Dr Kim’s assessment is that I am in the 1% category on rash reactivity, so if the rash is a god thing, then I got it good. I am now back on tarceva at 100 mg/day and this is day 5. The redness is getting worse and my skin is once again beginning to itch, even with all the prophylactics. I am going to keep thinking positive and try to push my way through the rest of this treatment cycle. I have a cruise scheduled for Nov 3 that I booked some time ago. It is a MacGeek cruise where they bring in Macintosh computer experts to lead seminars on mainly comparisons of digital photo editing programs which I am interested in as a digital photographer. I may end up in bed in my stateroom, at least a nice one with private verandah, for much of the cruise, but it seems like there would be no better place to lay around and feel bad as I try to push through this cycle of treatment. Do you think this is foolish? I will still have email contact with MD Anderson and can stop treatment if things get out of hand. But the way I look at it is I might not be as miserable resting on the cruise, than staying at home with the daily grind here.

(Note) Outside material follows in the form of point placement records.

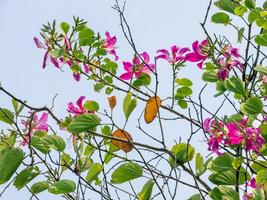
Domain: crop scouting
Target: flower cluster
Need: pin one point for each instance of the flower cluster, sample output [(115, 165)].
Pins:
[(79, 108), (233, 133), (137, 66), (228, 61), (34, 124), (108, 44)]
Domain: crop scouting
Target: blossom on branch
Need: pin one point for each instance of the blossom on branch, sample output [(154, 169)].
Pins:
[(137, 66), (176, 55), (55, 61), (109, 45)]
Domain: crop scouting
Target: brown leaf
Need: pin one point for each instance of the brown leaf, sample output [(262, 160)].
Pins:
[(112, 101), (124, 135), (152, 108)]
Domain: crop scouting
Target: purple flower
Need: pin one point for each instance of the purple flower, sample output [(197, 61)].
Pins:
[(109, 45), (34, 124), (79, 109), (136, 67), (198, 54), (55, 61), (176, 54)]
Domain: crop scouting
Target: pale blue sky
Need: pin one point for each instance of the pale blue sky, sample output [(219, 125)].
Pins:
[(155, 24)]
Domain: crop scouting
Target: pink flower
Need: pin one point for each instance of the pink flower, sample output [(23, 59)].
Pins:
[(248, 196), (176, 55), (228, 62), (79, 109), (34, 124), (137, 67), (234, 135), (77, 74), (67, 43), (198, 54), (55, 61), (231, 52), (109, 45), (254, 139), (251, 183), (214, 143)]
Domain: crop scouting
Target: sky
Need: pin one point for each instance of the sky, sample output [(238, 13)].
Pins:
[(155, 24)]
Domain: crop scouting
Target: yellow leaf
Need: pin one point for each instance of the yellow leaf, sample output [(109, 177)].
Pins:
[(123, 145), (152, 108), (112, 101)]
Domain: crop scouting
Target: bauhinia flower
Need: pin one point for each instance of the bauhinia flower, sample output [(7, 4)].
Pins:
[(137, 66), (176, 55), (55, 61), (34, 124), (79, 108), (109, 45), (199, 53), (228, 62), (217, 137)]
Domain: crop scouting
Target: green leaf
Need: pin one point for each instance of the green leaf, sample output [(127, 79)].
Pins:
[(91, 106), (195, 197), (261, 69), (228, 177), (6, 116), (240, 10), (182, 103), (126, 172), (210, 76), (259, 193), (25, 176), (65, 27), (146, 191), (129, 105), (93, 172), (220, 18), (86, 37), (200, 168), (183, 92), (39, 187), (83, 123), (62, 187), (10, 160), (261, 177), (224, 193), (182, 153), (184, 82), (253, 16), (253, 106), (142, 80), (55, 53), (56, 142), (227, 5), (15, 105), (65, 161), (261, 39), (240, 34), (101, 52), (251, 4), (234, 84), (222, 163), (39, 144)]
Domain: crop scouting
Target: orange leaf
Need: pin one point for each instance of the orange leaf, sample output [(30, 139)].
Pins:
[(125, 146), (152, 108), (112, 101)]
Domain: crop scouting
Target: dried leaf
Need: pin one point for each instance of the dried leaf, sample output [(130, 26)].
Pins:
[(112, 100), (124, 135), (152, 108)]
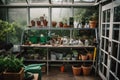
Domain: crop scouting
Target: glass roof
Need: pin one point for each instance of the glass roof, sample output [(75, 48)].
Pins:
[(48, 1)]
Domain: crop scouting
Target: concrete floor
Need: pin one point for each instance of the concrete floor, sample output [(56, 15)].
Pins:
[(55, 74)]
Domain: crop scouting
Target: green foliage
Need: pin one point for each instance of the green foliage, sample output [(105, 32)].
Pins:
[(13, 64), (83, 14), (2, 64), (5, 28)]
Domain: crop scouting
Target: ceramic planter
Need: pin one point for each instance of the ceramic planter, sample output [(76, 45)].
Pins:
[(76, 70), (86, 70), (92, 24), (84, 57), (14, 75)]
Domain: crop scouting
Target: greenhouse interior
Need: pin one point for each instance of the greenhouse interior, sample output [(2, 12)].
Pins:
[(59, 39)]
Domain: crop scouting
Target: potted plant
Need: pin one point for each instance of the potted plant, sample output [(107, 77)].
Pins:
[(93, 20), (86, 68), (14, 68), (5, 28), (76, 70), (2, 67)]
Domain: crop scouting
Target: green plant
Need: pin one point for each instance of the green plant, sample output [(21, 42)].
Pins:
[(93, 17), (2, 64), (13, 64), (5, 28)]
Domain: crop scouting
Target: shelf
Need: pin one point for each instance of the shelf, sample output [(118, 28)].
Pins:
[(70, 61), (60, 46), (57, 28)]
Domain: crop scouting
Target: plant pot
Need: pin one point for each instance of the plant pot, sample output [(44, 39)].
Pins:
[(76, 70), (62, 68), (38, 23), (60, 24), (86, 70), (84, 57), (90, 56), (32, 23), (45, 22), (92, 24), (54, 23), (13, 75), (1, 76)]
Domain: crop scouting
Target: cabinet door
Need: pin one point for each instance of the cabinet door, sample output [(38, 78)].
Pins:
[(109, 68)]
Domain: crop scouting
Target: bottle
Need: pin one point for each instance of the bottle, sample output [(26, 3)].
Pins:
[(86, 42)]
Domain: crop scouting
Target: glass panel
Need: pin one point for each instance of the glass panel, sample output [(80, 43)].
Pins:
[(104, 16), (82, 16), (108, 15), (61, 15), (107, 30), (115, 49), (113, 65), (118, 71), (106, 45), (39, 17), (61, 1), (101, 60), (103, 30), (104, 71), (102, 43), (19, 17), (39, 1), (116, 32), (15, 1), (3, 13), (117, 14), (111, 77), (105, 59)]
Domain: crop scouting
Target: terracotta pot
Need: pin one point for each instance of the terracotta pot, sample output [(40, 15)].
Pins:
[(92, 24), (38, 23), (45, 22), (32, 23), (54, 23), (90, 56), (62, 68), (13, 75), (86, 70), (65, 25), (76, 70), (84, 57), (60, 24)]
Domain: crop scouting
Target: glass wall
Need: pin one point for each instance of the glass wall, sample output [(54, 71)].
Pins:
[(18, 17)]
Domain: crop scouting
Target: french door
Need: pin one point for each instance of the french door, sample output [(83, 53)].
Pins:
[(109, 58)]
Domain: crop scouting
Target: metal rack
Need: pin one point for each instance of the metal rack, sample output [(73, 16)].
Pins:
[(49, 47)]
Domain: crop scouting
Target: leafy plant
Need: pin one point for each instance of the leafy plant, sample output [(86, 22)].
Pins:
[(2, 64), (5, 28), (13, 64), (93, 17)]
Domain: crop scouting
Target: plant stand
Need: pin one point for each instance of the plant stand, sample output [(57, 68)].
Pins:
[(14, 76), (76, 70)]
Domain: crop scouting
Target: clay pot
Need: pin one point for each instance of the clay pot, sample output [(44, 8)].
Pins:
[(90, 56), (32, 23), (92, 24), (38, 23), (54, 23), (76, 70), (65, 25), (86, 70), (45, 22), (62, 68), (60, 24), (84, 57)]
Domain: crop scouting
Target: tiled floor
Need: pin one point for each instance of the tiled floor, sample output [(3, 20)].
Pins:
[(68, 75)]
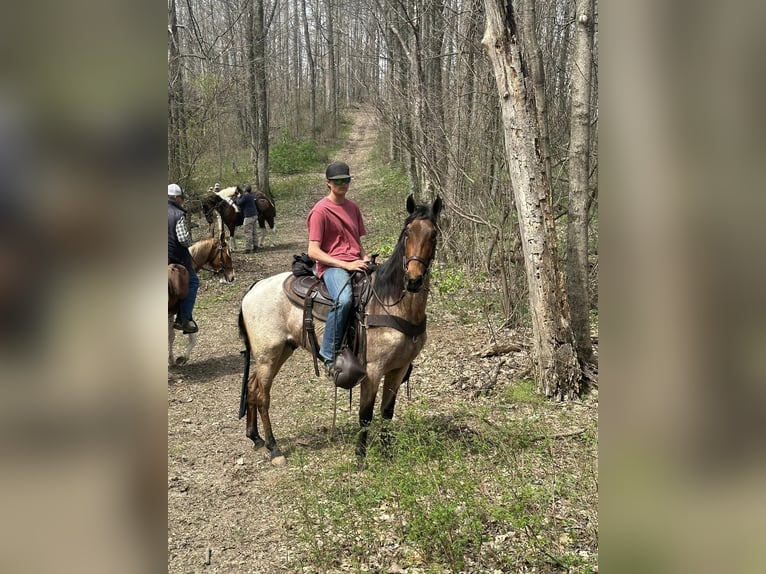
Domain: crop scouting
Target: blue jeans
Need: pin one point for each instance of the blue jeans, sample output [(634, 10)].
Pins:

Lastly, should I ask Dr. Kim about obtaining Elidel, since I am already beginning to have repeat symptoms on day 5 at 100 mg? That seems to be the only thing I have yet to try. My impression is that the clinical trial staff thinks I am desperate and are reluctant to offer me any additional comfort agents.

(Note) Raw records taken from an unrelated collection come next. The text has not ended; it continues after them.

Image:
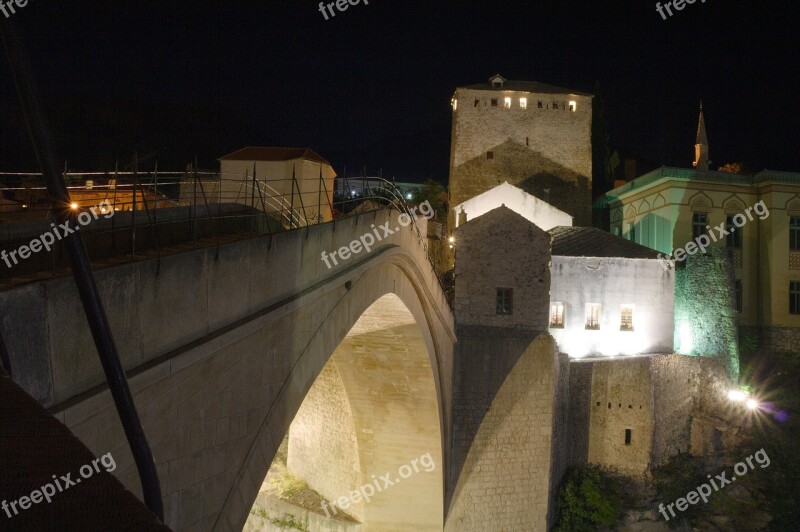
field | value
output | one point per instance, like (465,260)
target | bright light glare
(737,395)
(687,342)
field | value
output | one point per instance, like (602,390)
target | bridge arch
(221,345)
(381,300)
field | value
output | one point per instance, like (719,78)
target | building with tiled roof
(295,185)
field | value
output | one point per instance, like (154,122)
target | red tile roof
(255,153)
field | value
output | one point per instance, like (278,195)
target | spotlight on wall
(737,395)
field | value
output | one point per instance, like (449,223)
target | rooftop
(591,242)
(498,83)
(255,153)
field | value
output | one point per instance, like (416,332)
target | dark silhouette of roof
(526,86)
(254,153)
(591,242)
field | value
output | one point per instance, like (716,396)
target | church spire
(701,144)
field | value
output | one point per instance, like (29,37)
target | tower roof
(498,82)
(701,129)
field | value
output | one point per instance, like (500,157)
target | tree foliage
(588,498)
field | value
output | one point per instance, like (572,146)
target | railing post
(133,212)
(194,201)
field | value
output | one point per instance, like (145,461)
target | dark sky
(372,86)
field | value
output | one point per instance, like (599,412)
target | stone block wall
(509,417)
(501,249)
(323,447)
(533,148)
(659,398)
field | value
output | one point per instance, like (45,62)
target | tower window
(557,315)
(699,224)
(794,297)
(593,316)
(626,318)
(734,238)
(505,301)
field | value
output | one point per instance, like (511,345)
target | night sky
(371,87)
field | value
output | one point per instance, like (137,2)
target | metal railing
(135,213)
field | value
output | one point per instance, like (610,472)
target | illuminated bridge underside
(372,412)
(223,345)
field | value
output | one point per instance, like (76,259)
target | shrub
(588,499)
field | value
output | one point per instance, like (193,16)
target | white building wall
(613,282)
(541,213)
(311,200)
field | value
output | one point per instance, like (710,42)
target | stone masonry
(510,393)
(543,148)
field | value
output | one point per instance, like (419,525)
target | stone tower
(701,144)
(533,135)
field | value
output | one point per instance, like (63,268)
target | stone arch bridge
(222,345)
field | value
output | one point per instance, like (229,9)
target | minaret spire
(701,144)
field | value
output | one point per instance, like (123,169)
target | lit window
(794,297)
(738,287)
(699,224)
(557,315)
(626,318)
(592,316)
(794,233)
(505,299)
(734,238)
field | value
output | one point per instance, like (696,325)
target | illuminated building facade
(670,207)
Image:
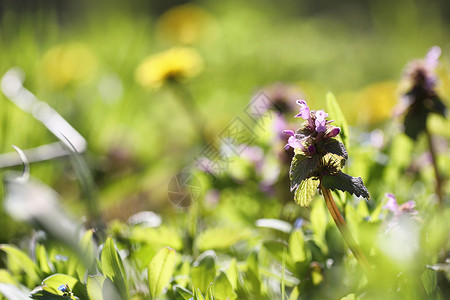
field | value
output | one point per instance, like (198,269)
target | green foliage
(346,183)
(160,271)
(112,267)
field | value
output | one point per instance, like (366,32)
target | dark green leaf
(415,122)
(347,183)
(437,106)
(160,271)
(302,167)
(335,147)
(306,191)
(203,271)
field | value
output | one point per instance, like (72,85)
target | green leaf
(222,287)
(198,295)
(26,264)
(160,270)
(306,191)
(336,114)
(203,270)
(112,267)
(101,288)
(347,183)
(295,294)
(302,167)
(42,259)
(13,292)
(220,238)
(297,246)
(335,147)
(437,106)
(232,273)
(429,280)
(45,295)
(51,284)
(6,277)
(184,293)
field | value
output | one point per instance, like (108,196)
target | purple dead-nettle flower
(304,110)
(320,122)
(315,129)
(293,142)
(332,132)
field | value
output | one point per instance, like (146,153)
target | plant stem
(435,167)
(343,228)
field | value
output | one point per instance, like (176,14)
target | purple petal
(289,132)
(304,110)
(392,204)
(334,132)
(432,58)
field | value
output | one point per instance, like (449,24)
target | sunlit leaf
(41,257)
(203,270)
(160,271)
(220,238)
(112,267)
(301,168)
(297,246)
(13,292)
(276,224)
(101,288)
(184,293)
(52,283)
(27,265)
(306,191)
(222,288)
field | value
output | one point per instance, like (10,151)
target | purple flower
(320,121)
(304,110)
(63,288)
(292,141)
(333,132)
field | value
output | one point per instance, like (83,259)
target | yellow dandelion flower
(174,64)
(186,24)
(376,102)
(68,63)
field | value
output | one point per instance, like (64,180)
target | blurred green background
(82,57)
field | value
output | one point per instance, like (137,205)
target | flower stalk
(343,228)
(435,167)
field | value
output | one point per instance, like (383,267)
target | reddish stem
(343,228)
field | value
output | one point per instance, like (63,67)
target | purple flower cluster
(314,129)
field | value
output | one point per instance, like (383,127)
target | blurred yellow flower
(185,24)
(375,102)
(68,63)
(174,64)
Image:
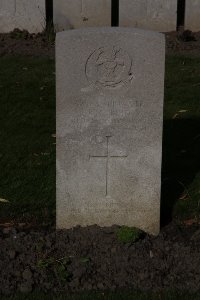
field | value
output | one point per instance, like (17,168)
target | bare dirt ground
(23,43)
(92,258)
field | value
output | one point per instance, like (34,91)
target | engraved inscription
(107,157)
(109,67)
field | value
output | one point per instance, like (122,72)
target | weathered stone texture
(152,14)
(109,127)
(69,14)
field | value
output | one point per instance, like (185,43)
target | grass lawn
(27,134)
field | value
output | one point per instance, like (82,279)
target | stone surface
(22,14)
(192,15)
(109,127)
(148,14)
(70,14)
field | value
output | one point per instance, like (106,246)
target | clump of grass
(127,234)
(188,206)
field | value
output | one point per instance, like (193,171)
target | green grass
(181,138)
(121,295)
(27,148)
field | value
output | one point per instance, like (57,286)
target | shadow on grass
(181,164)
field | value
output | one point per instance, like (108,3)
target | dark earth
(42,44)
(92,258)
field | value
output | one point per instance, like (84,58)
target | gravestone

If I make it through this cycle, I am scheduled for CT, 2nd core biopsy and visit with Dr. Kim at the end of November.
There was some suggestion that they may finally reveal at the end of November if I had any and if so what type of EGFR markers from the initial bloodwork and core biopsy.

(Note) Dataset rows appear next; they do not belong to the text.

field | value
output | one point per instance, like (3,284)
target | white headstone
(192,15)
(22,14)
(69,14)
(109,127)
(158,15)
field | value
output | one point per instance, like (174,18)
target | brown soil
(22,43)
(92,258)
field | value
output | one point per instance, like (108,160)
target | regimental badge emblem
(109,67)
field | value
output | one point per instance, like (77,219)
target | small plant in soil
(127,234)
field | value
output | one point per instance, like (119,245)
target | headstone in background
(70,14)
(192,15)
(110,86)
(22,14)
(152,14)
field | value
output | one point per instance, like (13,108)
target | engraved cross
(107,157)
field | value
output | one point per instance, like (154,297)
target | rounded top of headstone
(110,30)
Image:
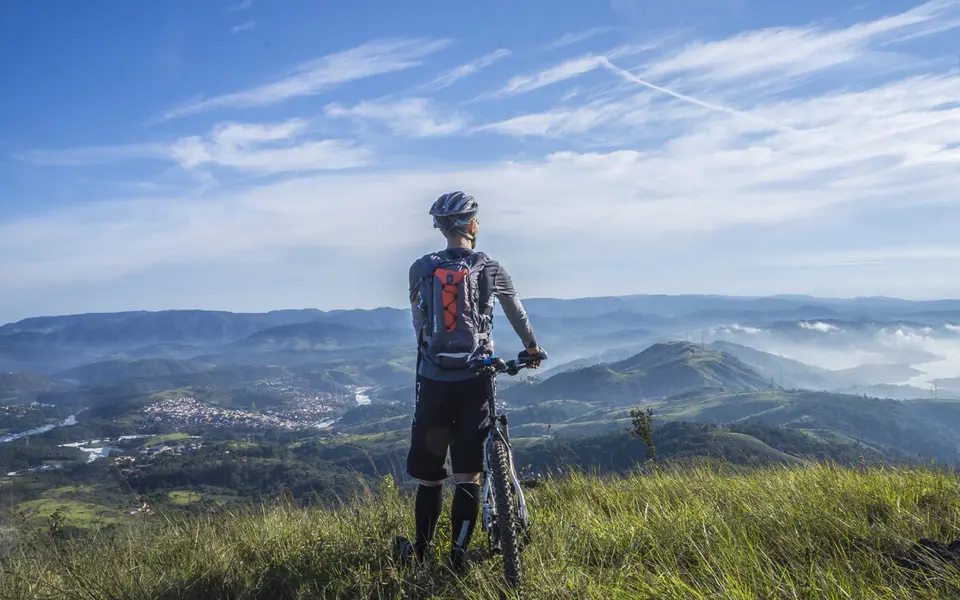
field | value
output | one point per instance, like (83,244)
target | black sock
(463,513)
(427,512)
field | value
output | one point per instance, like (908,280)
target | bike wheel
(507,524)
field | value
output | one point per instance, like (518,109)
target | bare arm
(512,307)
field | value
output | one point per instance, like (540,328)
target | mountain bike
(504,514)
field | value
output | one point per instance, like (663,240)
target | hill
(317,335)
(664,369)
(677,532)
(114,371)
(24,387)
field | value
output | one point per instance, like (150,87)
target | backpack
(457,314)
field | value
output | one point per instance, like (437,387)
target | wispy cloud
(92,155)
(789,52)
(579,36)
(658,153)
(562,72)
(247,26)
(242,5)
(316,76)
(255,148)
(414,117)
(454,75)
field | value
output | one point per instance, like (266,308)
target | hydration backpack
(457,314)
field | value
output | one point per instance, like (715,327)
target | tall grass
(810,532)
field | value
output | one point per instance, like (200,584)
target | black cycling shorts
(449,414)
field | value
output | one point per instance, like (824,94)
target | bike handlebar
(495,364)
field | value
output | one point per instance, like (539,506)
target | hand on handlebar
(531,357)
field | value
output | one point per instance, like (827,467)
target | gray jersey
(499,286)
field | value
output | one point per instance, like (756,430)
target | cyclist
(451,296)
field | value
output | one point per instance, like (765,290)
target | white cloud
(247,26)
(415,117)
(681,172)
(579,36)
(788,52)
(316,76)
(458,73)
(567,70)
(248,147)
(256,148)
(818,326)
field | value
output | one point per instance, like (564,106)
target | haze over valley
(189,410)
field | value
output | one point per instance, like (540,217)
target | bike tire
(507,522)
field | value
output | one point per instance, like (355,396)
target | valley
(197,411)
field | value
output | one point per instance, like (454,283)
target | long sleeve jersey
(498,281)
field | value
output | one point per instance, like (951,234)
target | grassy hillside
(693,532)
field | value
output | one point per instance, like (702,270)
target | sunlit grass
(816,532)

Thanks for listening. I will keep you posted as more develops.
Best Regards
Mark Pate
April 13th, 2007 at 6:32 am
in less severe cases, cortisone cream. If severe and diffuse enough, an oral steroid like prednisone or other alternatives are often used.
April 12th, 2007 at 6:16 pm
Do you mean a cortisone cream or a pill like prednisone?
April 11th, 2007 at 11:35 pm
It’s definitely in the realm of side effects seen with tarceva. Aside from antibiotics, I would consider trying steroids to see if that improves it, but if not, if it’s bad enough it might be worth adjusting the dose down to 100 mg and seeing if that controls the problem. It would be her call whether this is just an annoyance or problematic enough to consider dropping the dose to manage the symptom, but that’s what at least one of my patients with a very similar symptom decided to do. It’s been fine for her at 100 mg daily.